Duelo entre caballeros
Los dos músicos llegaron al mismo tiempo a la esquina. Uno venía de la línea gris, el otro de la azul. No era cuestión de ponerse a pelear ni a disputarse el lugar a los gritos, no fueran a tomar parte los vigilantes del metro y los expulsaran a ambos, así que decidieron resolver el asunto de una manera honorable: debían librar un duelo de música.
El más joven abrió el maletín del que sacó su saxofón, al que acarició un segundo como se acaricia a un amante antes de colgárselo al cuello. El otro, ya anciano, desenvolvió con no menos cariño su clarinete y dejó a un lado el viejo trapo mientras miraba con complicidad a su amigo de hacía tantos años. Sin pronunciar una palabra, ambos comenzaron a tocar a un tiempo.
Se miraban a los ojos, fijamente, mientras tocaban uno contra el otro, pero los dos a un tiempo. Todos los que pasábamos nos quedábamos mirando y escuchando aquella melodía nueva, salida de un corazón que era todo pasado y otro que era todo futuro, y que se hacía eterna, infinita, durante los pocos segundos que cada oyente la podía oír mientras nos llevaba el mar de gente que recorría los pasillos del metro. Aquel día las monedas formaron montones sobre las chaquetas extendidas en el suelo.

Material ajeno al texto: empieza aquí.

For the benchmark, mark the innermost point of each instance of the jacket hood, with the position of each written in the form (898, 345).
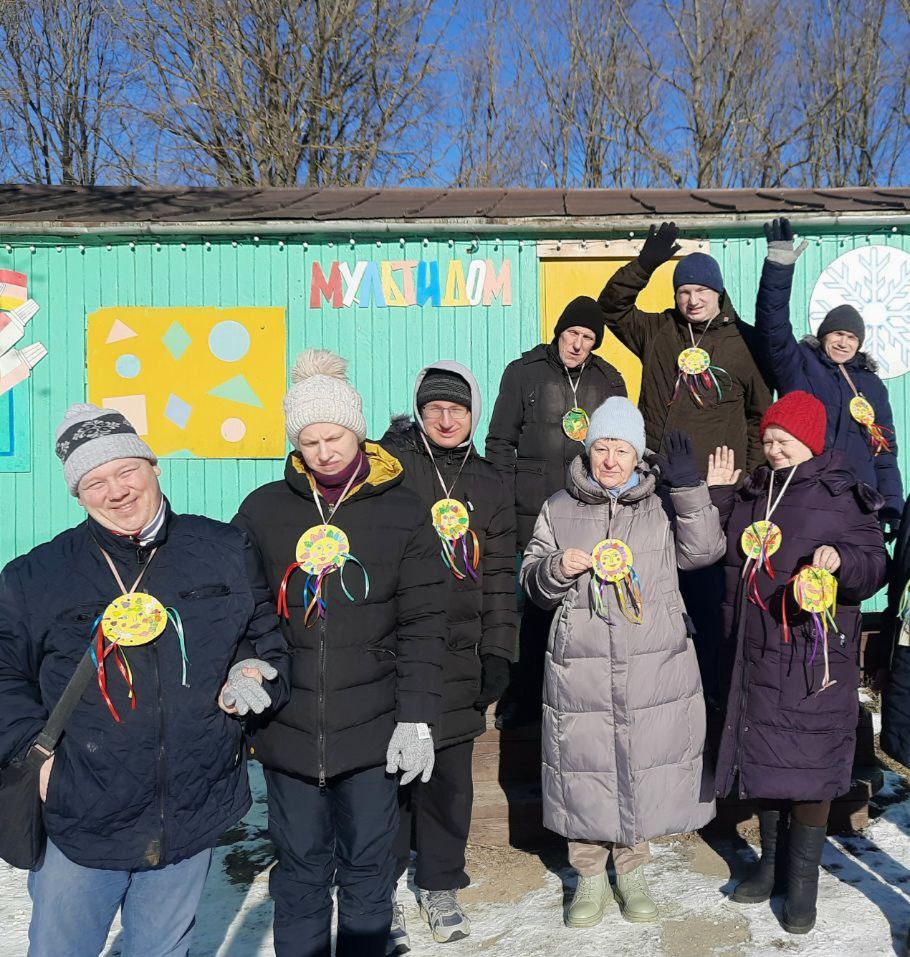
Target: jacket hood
(449, 365)
(385, 470)
(581, 486)
(862, 360)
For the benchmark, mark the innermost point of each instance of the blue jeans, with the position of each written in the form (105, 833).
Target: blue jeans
(73, 907)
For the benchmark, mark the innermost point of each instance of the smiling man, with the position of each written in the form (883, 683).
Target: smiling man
(150, 769)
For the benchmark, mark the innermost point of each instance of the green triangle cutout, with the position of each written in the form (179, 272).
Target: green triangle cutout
(237, 390)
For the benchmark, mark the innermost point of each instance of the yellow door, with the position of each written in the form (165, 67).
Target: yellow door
(561, 280)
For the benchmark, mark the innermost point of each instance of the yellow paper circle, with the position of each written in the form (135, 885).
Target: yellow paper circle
(612, 559)
(861, 410)
(450, 518)
(132, 620)
(693, 360)
(757, 533)
(322, 546)
(575, 424)
(815, 589)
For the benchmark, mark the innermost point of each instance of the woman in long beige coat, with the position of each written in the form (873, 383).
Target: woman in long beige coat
(624, 714)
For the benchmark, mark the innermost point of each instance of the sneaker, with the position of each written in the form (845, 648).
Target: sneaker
(441, 910)
(399, 942)
(587, 907)
(633, 896)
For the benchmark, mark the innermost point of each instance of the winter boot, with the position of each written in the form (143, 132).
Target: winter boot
(806, 845)
(441, 910)
(587, 907)
(770, 874)
(399, 942)
(633, 896)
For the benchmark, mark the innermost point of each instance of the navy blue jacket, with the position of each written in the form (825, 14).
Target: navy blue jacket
(805, 366)
(161, 785)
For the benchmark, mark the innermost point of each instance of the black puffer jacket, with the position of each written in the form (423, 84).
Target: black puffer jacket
(481, 613)
(369, 663)
(165, 782)
(525, 438)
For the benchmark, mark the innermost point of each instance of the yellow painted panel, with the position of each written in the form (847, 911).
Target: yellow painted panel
(561, 280)
(202, 382)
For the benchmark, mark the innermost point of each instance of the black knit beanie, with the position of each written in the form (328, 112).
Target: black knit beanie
(843, 319)
(441, 386)
(582, 311)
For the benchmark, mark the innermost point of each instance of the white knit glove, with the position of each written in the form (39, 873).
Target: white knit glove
(411, 750)
(246, 694)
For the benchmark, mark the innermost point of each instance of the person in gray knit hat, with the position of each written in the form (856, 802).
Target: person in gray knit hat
(150, 769)
(352, 560)
(624, 711)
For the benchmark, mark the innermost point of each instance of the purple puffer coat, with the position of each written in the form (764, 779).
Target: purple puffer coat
(781, 737)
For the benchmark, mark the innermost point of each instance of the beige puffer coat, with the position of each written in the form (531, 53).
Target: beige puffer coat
(624, 714)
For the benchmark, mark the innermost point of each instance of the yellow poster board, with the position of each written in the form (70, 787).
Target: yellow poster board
(561, 280)
(199, 382)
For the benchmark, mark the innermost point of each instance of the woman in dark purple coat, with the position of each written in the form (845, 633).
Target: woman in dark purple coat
(789, 732)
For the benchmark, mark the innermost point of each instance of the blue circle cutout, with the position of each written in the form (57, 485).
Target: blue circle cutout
(128, 366)
(229, 341)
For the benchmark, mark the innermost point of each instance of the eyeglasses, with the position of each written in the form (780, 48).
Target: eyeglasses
(433, 412)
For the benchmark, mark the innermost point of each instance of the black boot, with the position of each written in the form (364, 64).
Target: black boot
(806, 844)
(769, 876)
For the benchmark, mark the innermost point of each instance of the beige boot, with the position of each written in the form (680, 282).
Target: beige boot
(587, 907)
(633, 896)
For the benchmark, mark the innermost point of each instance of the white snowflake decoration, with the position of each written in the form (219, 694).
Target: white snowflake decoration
(876, 280)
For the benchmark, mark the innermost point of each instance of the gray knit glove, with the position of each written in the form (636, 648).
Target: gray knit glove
(246, 694)
(411, 750)
(779, 234)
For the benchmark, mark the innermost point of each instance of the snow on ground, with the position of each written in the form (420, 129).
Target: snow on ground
(864, 906)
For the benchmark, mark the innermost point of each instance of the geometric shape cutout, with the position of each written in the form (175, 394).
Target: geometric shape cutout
(229, 341)
(237, 390)
(132, 407)
(176, 340)
(177, 411)
(119, 332)
(233, 430)
(128, 366)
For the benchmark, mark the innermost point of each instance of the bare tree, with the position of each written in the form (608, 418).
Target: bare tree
(277, 92)
(60, 84)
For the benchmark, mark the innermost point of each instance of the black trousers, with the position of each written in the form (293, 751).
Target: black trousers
(343, 835)
(525, 691)
(435, 820)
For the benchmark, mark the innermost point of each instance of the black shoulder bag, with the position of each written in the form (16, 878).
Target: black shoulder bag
(22, 835)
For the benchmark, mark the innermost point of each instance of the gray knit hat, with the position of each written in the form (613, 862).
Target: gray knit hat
(617, 418)
(88, 437)
(321, 393)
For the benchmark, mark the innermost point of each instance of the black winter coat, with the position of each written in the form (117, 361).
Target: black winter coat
(369, 663)
(481, 612)
(895, 736)
(657, 338)
(525, 438)
(784, 739)
(805, 365)
(165, 782)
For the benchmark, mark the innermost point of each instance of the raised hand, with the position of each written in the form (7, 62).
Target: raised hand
(779, 234)
(722, 467)
(659, 247)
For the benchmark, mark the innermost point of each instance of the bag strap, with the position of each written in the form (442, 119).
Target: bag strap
(53, 730)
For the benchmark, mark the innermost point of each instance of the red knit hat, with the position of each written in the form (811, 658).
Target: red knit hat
(800, 414)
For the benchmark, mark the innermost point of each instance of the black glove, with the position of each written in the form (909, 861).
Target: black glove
(677, 467)
(494, 679)
(659, 247)
(779, 234)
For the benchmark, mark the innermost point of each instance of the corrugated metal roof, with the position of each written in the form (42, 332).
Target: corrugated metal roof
(127, 204)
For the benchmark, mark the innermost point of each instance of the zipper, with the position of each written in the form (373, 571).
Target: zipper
(321, 700)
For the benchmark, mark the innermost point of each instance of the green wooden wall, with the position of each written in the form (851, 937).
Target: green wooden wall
(386, 346)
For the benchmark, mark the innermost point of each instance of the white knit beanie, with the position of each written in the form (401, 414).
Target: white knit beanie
(617, 418)
(321, 393)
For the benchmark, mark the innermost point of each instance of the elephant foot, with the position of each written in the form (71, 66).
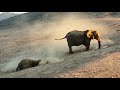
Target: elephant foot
(70, 52)
(87, 50)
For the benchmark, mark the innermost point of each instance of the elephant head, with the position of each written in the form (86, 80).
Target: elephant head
(92, 34)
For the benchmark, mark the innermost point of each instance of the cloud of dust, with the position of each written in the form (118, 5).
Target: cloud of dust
(41, 38)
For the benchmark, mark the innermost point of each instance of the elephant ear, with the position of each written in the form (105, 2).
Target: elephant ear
(90, 34)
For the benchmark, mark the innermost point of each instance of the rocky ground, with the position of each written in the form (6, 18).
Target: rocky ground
(95, 63)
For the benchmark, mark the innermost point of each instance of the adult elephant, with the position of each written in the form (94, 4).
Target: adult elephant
(76, 38)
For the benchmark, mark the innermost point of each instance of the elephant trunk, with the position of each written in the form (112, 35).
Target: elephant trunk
(99, 43)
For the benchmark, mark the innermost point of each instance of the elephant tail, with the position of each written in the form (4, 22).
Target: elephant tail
(61, 38)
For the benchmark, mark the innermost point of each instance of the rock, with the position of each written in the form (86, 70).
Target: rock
(27, 63)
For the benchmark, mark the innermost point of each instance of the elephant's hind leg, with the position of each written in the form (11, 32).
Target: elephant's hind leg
(70, 49)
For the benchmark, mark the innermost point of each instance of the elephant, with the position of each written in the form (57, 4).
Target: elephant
(27, 63)
(76, 38)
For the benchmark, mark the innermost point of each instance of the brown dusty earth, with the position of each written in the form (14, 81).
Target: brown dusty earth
(95, 63)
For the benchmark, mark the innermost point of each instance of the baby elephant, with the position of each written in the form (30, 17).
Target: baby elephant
(27, 63)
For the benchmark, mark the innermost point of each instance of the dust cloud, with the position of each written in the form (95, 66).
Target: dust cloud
(37, 41)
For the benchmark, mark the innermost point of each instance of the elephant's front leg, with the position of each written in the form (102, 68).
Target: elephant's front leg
(87, 45)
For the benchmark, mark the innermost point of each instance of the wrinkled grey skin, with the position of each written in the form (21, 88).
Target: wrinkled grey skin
(76, 38)
(27, 63)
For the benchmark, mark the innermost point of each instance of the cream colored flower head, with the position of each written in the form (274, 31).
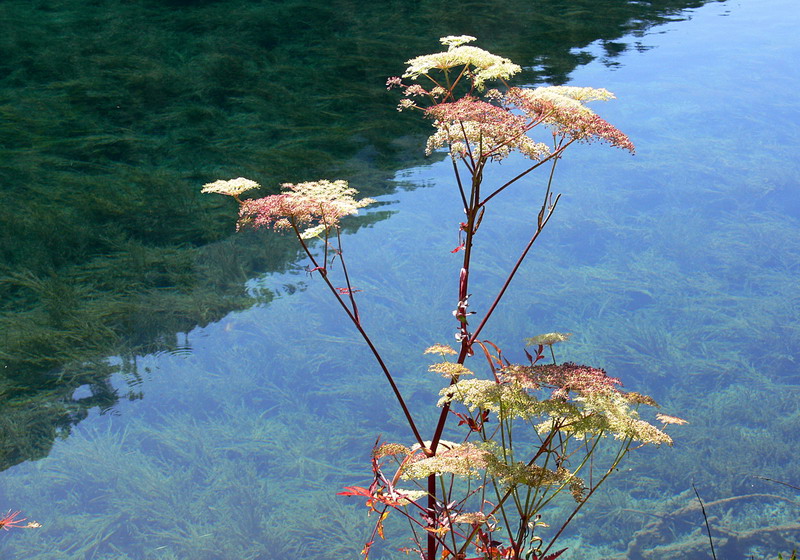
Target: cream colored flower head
(232, 187)
(482, 65)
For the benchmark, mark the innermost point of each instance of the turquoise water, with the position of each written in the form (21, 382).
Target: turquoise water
(676, 270)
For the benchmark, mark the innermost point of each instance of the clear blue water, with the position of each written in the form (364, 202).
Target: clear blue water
(675, 268)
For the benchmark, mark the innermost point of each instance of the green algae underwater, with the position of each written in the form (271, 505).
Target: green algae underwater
(676, 269)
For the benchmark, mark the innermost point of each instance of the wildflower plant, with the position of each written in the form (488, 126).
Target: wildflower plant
(532, 431)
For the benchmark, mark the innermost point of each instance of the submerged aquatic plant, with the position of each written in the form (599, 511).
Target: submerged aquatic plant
(11, 520)
(527, 432)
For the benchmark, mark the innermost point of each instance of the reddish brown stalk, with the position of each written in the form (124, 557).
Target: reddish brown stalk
(366, 338)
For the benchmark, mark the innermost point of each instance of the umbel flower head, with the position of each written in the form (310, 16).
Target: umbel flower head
(494, 125)
(232, 187)
(321, 203)
(480, 65)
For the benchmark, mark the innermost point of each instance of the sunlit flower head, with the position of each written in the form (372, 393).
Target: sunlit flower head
(482, 65)
(322, 203)
(562, 109)
(474, 128)
(667, 419)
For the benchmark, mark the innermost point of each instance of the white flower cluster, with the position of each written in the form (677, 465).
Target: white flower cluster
(232, 187)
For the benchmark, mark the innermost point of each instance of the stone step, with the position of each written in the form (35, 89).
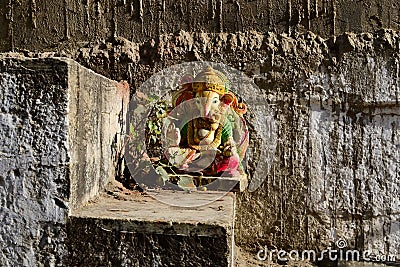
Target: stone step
(159, 228)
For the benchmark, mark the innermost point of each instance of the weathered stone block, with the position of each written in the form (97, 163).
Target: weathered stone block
(141, 230)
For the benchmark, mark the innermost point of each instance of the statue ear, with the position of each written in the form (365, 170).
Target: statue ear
(227, 98)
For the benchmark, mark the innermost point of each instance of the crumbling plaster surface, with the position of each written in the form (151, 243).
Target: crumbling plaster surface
(335, 98)
(34, 181)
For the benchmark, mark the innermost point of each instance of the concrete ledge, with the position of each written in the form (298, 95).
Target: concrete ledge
(59, 130)
(142, 231)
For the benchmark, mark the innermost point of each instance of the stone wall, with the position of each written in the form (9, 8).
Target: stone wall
(52, 112)
(51, 25)
(335, 99)
(335, 104)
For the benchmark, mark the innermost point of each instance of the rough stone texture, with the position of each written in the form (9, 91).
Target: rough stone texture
(137, 230)
(335, 104)
(335, 100)
(50, 25)
(96, 115)
(36, 156)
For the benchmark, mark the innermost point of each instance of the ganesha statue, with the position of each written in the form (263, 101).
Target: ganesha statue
(205, 130)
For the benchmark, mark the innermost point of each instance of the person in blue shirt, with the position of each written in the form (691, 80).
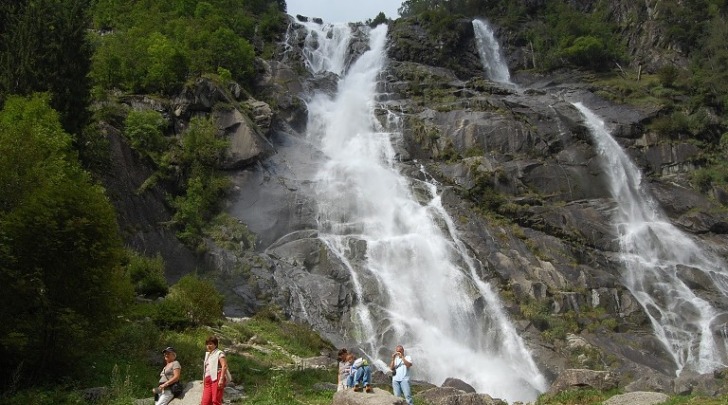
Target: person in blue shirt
(400, 366)
(360, 375)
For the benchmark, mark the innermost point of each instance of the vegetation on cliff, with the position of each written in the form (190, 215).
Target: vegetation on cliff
(68, 282)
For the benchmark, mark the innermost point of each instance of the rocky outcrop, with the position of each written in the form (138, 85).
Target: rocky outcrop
(247, 144)
(518, 170)
(580, 378)
(453, 396)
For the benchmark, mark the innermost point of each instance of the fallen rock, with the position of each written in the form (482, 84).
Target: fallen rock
(637, 398)
(453, 396)
(583, 378)
(458, 384)
(376, 397)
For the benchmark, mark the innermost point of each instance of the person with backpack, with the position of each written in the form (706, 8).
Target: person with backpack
(343, 367)
(360, 375)
(215, 375)
(400, 366)
(169, 378)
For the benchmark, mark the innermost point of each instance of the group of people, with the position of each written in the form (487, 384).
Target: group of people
(215, 377)
(355, 373)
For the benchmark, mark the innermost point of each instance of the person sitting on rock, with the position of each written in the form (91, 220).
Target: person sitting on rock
(360, 375)
(348, 363)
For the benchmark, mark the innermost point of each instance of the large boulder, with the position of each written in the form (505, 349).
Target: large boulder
(453, 396)
(583, 378)
(247, 144)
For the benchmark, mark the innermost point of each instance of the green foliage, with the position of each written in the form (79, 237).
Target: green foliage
(585, 396)
(144, 131)
(195, 300)
(673, 126)
(58, 240)
(147, 274)
(297, 338)
(154, 46)
(668, 74)
(43, 48)
(198, 159)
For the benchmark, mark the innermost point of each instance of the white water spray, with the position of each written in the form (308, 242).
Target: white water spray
(658, 258)
(326, 46)
(490, 53)
(415, 283)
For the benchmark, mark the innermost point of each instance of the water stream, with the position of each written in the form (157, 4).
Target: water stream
(663, 267)
(414, 281)
(491, 56)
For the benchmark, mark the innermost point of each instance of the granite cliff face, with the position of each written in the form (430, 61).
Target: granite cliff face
(517, 169)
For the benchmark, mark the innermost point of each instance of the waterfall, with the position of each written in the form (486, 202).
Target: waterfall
(490, 53)
(414, 281)
(658, 259)
(325, 47)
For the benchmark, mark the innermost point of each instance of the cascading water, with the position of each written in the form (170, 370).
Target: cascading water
(658, 258)
(415, 283)
(490, 53)
(326, 46)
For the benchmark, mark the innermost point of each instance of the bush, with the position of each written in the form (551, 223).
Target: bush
(144, 131)
(147, 275)
(193, 300)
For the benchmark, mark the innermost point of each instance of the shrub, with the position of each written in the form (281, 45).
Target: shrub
(195, 300)
(147, 275)
(144, 131)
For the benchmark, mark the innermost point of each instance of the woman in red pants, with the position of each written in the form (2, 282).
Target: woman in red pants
(215, 372)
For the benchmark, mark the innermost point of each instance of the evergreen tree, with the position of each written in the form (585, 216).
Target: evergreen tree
(60, 250)
(43, 48)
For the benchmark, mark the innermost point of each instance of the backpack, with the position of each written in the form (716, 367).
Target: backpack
(177, 389)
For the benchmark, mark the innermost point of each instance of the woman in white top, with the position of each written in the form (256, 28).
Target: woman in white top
(169, 375)
(215, 371)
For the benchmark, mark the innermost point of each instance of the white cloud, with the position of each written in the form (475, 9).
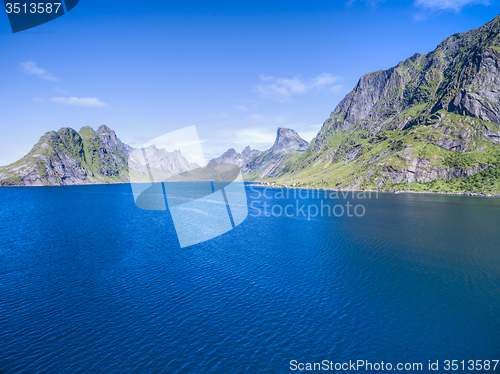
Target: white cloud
(60, 90)
(309, 132)
(284, 88)
(79, 101)
(373, 3)
(455, 5)
(255, 117)
(30, 68)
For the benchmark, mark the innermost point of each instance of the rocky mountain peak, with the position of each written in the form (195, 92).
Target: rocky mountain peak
(288, 140)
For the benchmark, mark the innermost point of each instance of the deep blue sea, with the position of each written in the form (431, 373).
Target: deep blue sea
(89, 283)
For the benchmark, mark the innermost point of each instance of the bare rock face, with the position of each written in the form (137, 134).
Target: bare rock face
(235, 158)
(288, 140)
(67, 157)
(433, 116)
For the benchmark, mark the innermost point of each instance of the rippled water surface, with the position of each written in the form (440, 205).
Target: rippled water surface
(89, 283)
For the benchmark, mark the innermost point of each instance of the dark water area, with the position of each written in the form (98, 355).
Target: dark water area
(89, 283)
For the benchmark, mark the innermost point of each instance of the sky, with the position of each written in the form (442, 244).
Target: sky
(236, 69)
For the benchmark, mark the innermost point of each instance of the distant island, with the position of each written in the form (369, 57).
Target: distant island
(429, 124)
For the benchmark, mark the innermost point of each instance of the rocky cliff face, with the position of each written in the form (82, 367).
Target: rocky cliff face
(68, 157)
(434, 116)
(271, 163)
(235, 158)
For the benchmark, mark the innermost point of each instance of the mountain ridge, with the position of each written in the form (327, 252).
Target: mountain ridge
(432, 122)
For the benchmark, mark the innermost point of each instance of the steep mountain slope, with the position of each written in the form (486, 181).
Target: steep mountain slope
(235, 158)
(270, 163)
(67, 157)
(417, 126)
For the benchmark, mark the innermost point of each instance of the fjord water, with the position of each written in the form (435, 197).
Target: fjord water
(89, 283)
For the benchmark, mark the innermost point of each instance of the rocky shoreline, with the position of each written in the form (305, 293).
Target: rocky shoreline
(469, 194)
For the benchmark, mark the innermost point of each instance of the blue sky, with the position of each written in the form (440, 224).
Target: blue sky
(236, 69)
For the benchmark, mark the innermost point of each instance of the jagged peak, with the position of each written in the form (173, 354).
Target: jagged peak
(103, 129)
(288, 140)
(86, 130)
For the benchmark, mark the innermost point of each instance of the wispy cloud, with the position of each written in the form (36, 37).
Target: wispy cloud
(456, 5)
(30, 68)
(60, 90)
(284, 88)
(372, 3)
(79, 101)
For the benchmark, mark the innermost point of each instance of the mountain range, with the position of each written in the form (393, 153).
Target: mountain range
(430, 123)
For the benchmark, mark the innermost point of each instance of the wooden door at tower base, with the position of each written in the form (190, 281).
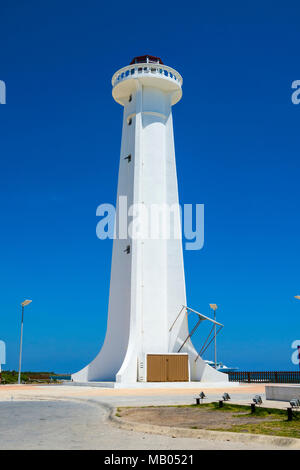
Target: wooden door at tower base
(167, 368)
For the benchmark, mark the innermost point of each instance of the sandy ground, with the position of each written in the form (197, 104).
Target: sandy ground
(66, 417)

No se detuvieron para comer, no pararon a recoger las monedas ni a tomar aire; era una lucha, una guerra de resistencia y de talento en la que ninguno de los dos quería retirarse. Siempre con los ojos fijos, trataban de sorprenderse el uno al otro con un nuevo ritmo, una melodía, un compás que el oponente no supiera contrarrestar, pero siempre había una respuesta magistral. Siguieron aquella batalla sin cuartel hasta que se anunció el último metro, ya de madrugada, y tuvieron que marcharse.
El joven le tendío la mano al anciano, que la estrechó con fuerza.
—Ha sido un placer. ¿Quién ha ganado?
—Ambos —respondió el anciano, envolviendo el clarinete en el trapo sucio y roto—. Tendremos que seguir mañana, a ver quién se queda con la esquina.
—Trato hecho. Mañana, aquí, a la misma hora.
El vagón de la línea gris abrió las puertas, y el saxofonista se dirigió a la esquina. Estaba vacía. Esperó, mirando hacia todas partes, con una mezcla de emoción y nerviosismo, mientras desenfundaba su instrumento, se lo colgaba al cuello y comenzaba a afinarlo, pero nadie llegó. Decepcionado, se encogió de hombros y comenzó a tocar: probablemente el anciano había decidido retirarse…
Posó los labios sobre el saxo, empezó a soplar y entonces, al mismo tiempo que las notas surgían, el aire vibró con otra música distinta, una música que acompañaba a la perfección a la que estaba tocando, pero que cada vez introducía un nuevo elemento que lo obligaba a variar su propia interpretación en respuesta; notas que no procedían de ningún punto concreto, pero que podían oírse en todas partes. El viejo clarinetista, después de todo, había acudido a la cita.